The second determinant is legislative. As aforementioned in the previous article, it is agreed that this determinant must be there, to impose some limits that deduction is not allowed to surpass. These limitations are not stipulated to obstruct the route towards creativity and innovation, but discipline them. They are either general or specific limitations. As for the general limitations, they are only enforced, when creativity levels approaches the Forbidden (Haram) zone in the Islamic jurisprudence. It is acknowledged that Islam disapproves mosques ornamental decorations, yet it does not forbid them. Henceforth, the idea of adaptability has been explicated in both of the illustrated mosques. On the one side, the walls of Bukhara lane mosques are hardly seen, since they have been covered up in excessive ornaments mounting up to its highly elevated domes. On the other side, Najd lane mosques are bare-walled; furthermore, they are not veiled by those luxurious Uzbekistani domes. Although both are not of mutual Form, yet they perform the same Function. Precisely, these determinants underline the Obligatory and Forbidden aspects in Islam, and encourage the Recommended ones, to motivate creativity, innovation and deduction in the realm of Mosque Architecture. This has been gloriously witnessed throughout the successive eras of the Islamic civilization.

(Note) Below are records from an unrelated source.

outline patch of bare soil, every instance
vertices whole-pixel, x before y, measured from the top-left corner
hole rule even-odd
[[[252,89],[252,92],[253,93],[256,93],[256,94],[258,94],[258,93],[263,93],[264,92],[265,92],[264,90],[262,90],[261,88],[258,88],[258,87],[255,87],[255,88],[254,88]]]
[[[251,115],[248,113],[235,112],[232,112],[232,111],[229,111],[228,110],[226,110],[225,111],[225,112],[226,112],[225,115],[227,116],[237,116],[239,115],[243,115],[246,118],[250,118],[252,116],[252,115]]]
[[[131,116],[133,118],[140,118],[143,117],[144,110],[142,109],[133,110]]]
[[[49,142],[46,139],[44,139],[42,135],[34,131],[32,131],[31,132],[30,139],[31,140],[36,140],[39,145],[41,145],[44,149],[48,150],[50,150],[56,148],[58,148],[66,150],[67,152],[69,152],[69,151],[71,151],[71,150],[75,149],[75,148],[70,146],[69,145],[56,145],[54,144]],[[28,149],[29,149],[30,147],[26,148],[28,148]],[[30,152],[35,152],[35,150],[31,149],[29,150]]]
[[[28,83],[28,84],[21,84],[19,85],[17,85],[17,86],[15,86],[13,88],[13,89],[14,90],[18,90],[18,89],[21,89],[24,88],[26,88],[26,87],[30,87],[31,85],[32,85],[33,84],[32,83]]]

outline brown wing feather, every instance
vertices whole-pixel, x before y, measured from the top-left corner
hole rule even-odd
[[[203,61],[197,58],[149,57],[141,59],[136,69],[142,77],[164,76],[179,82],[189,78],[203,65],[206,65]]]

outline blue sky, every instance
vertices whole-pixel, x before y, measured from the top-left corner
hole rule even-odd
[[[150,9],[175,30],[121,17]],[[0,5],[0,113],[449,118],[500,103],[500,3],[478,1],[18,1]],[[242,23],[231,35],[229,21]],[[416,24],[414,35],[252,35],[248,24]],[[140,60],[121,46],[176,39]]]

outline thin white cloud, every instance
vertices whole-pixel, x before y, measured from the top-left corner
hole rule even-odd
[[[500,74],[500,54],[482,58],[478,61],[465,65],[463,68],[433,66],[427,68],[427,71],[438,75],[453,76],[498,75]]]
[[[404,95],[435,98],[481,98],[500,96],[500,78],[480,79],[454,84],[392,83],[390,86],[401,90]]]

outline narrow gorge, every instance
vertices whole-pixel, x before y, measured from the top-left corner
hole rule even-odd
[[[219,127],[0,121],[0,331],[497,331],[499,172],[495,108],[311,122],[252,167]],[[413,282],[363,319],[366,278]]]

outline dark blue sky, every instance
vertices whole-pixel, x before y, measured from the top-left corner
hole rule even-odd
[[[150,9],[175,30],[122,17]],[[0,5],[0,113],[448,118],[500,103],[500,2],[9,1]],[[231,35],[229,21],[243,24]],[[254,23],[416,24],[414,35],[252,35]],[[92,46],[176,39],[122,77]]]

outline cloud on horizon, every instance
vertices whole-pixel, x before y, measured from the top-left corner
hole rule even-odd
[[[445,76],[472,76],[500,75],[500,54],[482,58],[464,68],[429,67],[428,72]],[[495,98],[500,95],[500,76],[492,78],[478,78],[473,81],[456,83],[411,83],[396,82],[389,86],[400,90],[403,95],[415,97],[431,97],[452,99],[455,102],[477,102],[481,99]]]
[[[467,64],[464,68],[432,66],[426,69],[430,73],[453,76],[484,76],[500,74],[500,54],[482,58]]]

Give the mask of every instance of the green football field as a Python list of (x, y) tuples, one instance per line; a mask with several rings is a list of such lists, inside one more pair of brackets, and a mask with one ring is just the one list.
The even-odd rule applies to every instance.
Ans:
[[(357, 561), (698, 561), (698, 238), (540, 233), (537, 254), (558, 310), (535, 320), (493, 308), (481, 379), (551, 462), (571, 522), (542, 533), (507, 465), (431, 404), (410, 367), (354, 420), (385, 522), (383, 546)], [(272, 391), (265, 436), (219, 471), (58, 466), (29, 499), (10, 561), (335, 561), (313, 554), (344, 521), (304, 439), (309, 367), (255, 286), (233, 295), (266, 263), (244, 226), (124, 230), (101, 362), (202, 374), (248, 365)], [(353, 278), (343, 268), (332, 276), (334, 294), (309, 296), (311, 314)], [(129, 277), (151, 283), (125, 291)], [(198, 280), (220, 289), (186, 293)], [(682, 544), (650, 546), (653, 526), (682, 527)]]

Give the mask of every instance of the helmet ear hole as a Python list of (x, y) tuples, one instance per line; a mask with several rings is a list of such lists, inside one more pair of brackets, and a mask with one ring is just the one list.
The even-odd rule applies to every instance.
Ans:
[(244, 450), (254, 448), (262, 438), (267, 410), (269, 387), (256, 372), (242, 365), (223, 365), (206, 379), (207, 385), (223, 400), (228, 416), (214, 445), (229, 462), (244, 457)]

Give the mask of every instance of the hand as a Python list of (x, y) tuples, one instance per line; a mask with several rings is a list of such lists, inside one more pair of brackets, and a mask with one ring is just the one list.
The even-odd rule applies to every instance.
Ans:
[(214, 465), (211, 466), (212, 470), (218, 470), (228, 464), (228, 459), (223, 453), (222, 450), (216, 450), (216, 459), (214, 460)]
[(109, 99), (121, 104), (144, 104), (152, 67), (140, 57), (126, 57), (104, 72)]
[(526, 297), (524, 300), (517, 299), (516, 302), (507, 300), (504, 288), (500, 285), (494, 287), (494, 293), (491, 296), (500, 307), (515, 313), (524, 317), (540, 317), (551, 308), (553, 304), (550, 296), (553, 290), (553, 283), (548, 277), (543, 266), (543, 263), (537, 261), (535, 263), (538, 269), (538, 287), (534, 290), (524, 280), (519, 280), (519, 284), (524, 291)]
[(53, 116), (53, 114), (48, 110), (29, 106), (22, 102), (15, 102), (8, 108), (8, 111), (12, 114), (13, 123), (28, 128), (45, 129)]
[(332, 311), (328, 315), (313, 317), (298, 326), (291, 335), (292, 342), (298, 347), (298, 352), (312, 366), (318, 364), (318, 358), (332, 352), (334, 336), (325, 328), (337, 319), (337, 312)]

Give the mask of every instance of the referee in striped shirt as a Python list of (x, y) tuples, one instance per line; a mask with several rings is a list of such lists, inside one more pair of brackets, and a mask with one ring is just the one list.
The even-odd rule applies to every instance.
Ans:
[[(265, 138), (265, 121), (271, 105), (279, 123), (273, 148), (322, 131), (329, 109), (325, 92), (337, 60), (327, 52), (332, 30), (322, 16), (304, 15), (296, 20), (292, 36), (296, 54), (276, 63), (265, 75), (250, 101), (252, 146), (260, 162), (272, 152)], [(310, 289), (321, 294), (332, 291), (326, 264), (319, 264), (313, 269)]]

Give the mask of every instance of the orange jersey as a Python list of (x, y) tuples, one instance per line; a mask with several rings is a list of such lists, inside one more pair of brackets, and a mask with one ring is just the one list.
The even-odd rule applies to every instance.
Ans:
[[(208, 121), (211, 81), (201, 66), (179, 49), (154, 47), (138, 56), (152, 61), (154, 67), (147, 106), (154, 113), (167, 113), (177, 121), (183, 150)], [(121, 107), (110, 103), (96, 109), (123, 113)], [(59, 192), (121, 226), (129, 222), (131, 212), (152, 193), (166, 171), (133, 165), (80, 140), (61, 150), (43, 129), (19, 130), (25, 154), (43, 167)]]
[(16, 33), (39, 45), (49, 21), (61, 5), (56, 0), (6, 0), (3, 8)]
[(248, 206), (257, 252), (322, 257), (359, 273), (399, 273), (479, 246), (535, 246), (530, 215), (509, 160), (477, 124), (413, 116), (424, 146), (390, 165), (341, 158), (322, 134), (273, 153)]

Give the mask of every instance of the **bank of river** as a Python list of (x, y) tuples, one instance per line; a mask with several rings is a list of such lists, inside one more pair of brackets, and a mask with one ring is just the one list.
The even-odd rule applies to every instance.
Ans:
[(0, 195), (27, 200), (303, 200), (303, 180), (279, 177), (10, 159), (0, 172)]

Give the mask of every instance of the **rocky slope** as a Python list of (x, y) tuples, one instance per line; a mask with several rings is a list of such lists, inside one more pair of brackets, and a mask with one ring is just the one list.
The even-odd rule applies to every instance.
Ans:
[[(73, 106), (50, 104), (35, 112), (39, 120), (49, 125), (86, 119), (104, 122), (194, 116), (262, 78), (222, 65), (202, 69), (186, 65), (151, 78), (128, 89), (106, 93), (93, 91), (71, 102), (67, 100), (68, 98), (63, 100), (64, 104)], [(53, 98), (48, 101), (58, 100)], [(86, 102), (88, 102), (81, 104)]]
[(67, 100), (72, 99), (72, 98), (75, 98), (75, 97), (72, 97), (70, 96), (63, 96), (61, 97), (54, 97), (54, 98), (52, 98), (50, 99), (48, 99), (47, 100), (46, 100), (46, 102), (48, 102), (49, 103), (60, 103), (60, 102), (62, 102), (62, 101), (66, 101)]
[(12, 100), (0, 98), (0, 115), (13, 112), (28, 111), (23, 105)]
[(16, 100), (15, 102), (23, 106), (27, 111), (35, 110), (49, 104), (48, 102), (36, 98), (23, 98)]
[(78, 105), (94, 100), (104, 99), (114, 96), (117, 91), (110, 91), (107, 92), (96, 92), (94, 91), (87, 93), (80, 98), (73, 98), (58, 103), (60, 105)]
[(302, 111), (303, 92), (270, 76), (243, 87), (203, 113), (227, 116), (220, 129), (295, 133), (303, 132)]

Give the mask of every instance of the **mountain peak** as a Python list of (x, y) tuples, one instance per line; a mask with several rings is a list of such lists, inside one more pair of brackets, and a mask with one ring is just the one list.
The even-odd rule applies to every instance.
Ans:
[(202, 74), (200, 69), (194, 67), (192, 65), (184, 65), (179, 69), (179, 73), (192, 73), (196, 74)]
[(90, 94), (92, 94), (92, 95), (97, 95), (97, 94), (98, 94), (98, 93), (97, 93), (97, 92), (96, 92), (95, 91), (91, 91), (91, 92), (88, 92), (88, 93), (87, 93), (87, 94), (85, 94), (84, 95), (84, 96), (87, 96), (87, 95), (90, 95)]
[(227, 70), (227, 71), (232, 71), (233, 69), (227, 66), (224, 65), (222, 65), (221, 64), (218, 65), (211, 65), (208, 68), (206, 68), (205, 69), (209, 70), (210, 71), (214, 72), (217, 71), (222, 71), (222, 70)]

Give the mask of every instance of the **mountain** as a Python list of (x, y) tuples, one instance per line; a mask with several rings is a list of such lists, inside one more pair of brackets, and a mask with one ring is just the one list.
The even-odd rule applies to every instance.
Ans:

Eventually, these limitations are enforced, to signify the Obligatory and Forbidden zones leaving a wide interval in between for creativity and innovation to bloom. Mosques are created in a humanitarian framework in the first place. Thus, they are targeted to address Man’s spiritual needs and materialistic wants. Neither the adaptability factor nor the legislative one can achieve the awaited balance between both sides of the equation on individual basis, but the interplay between both factors is mandatory in respect of the spatio-temporal context; each reign seeks a leader and each context forms its mosques.